Hi, good stuff! I am curious to know why it was primarily written in Python (according to GitHub 83.3%)?


Just generally speaking, code that does orchestration and testing in general is often easier under a dynamic scripted language over something that is built and compiled, even if it winds up as a custom DSL. I think Python is one of the better options here for the broader community support, and tooling.

Aside: I tend to reach for node/js often for similar reasons (despite detractors) mostly because I'm more comfortable with it over Python or Ruby, but also because it's already integrated to most of the build/test environments I'm working on anyway.


Python is great for writing glue code, so I'm not particularly surprised by the language choice.


I’m curious why you seem to be surprised? It’s one of the most popular languages (even within Google).


That's one of the main languages at Google. And there are moving towards more Go since a few years.


I am quite ignorant on this subject. I looked briefly through the docs, and still feel a little lost. So before I go too much further, would it be possible to use this for web apps or unity games?


>So before I go too much further, would it be possible to use this for web apps or unity games?

Web apps, almost certainly no.

ClusterFuzz (and fuzzing generally) is most useful for finding bugs in C/C++ code so maybe it could work for unity games? I don't know much about them though.


I thought unity was mostly written in either C# or an EcmaScript flavour?


Unity itself (the engine) is written in C++. Game scripts are written in either C# or UnityScript iirc.


Although the engine is currently written in C++, they are in the process of rewriting parts of it in C#, with help of their HPC# subset and Burst compiler, having some ex-Insomniac Games developers like Mike Acton on the team.


Is this the fuzzing tool that was used to find bugs in Bitcoin? I don't see it in the repository.


I don't think so.

But solidity was recently added to OSS-Fuzz: https://github.com/google/oss-fuzz/tree/master/projects/soli...

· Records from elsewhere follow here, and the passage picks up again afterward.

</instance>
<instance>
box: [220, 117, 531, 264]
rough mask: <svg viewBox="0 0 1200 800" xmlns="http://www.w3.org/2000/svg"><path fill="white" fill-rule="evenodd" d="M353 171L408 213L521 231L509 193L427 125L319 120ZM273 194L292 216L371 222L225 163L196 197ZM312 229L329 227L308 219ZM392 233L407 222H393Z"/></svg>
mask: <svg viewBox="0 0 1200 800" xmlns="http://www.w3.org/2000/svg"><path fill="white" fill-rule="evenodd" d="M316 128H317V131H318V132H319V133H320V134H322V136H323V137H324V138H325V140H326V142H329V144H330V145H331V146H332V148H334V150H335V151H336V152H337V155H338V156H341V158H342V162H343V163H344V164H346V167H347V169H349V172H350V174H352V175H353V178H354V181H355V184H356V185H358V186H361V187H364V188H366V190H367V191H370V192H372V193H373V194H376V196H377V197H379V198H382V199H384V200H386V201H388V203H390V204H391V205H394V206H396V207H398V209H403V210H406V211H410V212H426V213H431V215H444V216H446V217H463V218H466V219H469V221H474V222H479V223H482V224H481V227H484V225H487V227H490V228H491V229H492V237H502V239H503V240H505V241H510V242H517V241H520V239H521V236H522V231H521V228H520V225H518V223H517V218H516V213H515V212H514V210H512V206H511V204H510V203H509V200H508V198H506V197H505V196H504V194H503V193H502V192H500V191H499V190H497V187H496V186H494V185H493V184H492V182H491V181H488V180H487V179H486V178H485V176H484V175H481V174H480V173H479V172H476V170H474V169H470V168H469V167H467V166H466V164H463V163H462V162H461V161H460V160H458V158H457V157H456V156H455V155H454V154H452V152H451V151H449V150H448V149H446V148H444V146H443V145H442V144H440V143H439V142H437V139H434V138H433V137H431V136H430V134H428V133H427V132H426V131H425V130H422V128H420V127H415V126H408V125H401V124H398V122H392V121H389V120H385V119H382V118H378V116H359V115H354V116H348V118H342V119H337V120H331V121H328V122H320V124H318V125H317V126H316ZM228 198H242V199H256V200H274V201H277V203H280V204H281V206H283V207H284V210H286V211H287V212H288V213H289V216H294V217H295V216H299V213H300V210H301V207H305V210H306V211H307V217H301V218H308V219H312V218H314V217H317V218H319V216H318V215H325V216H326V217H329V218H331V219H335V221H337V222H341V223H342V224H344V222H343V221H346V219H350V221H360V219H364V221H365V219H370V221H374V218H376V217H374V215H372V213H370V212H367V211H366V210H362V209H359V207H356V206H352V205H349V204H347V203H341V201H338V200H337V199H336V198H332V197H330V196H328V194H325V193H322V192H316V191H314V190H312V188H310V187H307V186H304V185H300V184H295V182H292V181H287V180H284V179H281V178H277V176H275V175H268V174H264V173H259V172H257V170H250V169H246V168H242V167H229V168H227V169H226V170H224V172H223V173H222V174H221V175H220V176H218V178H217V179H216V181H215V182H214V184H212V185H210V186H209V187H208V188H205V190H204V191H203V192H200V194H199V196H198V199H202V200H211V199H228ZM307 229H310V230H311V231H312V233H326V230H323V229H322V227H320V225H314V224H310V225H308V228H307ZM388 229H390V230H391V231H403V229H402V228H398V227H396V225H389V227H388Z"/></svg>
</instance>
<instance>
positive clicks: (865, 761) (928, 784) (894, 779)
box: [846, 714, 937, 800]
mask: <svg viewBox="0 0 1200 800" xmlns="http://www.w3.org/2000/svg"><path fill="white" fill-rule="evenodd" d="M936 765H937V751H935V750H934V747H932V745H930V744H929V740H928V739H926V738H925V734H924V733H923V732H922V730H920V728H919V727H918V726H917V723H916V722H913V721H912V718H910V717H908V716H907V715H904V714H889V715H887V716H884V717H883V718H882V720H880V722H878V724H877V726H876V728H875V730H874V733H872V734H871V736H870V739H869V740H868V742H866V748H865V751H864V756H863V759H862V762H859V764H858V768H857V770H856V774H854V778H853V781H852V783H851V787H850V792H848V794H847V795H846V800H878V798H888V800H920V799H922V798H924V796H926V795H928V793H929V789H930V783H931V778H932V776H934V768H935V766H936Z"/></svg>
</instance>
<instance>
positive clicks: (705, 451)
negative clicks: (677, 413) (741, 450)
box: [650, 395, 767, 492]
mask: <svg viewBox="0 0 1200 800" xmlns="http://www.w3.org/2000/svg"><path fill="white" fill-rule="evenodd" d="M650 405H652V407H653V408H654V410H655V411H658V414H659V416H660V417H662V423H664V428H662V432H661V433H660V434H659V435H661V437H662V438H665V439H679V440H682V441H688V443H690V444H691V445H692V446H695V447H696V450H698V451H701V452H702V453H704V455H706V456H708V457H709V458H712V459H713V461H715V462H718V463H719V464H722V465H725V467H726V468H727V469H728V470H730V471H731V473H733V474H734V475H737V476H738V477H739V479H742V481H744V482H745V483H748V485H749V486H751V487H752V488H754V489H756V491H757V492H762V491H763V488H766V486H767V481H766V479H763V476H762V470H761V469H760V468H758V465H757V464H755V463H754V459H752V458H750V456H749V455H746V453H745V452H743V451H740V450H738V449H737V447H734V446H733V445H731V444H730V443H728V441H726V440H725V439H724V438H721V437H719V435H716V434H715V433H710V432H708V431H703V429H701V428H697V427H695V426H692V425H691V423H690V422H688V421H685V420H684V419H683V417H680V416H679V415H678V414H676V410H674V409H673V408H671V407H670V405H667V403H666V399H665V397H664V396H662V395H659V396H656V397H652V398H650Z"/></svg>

Keep up the good work, Johnathan! This is a great feature.


Congrats, Jonathan!


Thanks Tanin!


How does it compare to afl?


It uses AFL.

ClusterFuzz is infrastructure for running fuzzers, so we use it to run AFL, libFuzzer, and other domain specific fuzzers we've written.

Using it to run AFL gives us a lot of nice things over using AFL on someone's desktop (such as crash deduplication, automatic issue filing, fixed testing, regression ranges etc.)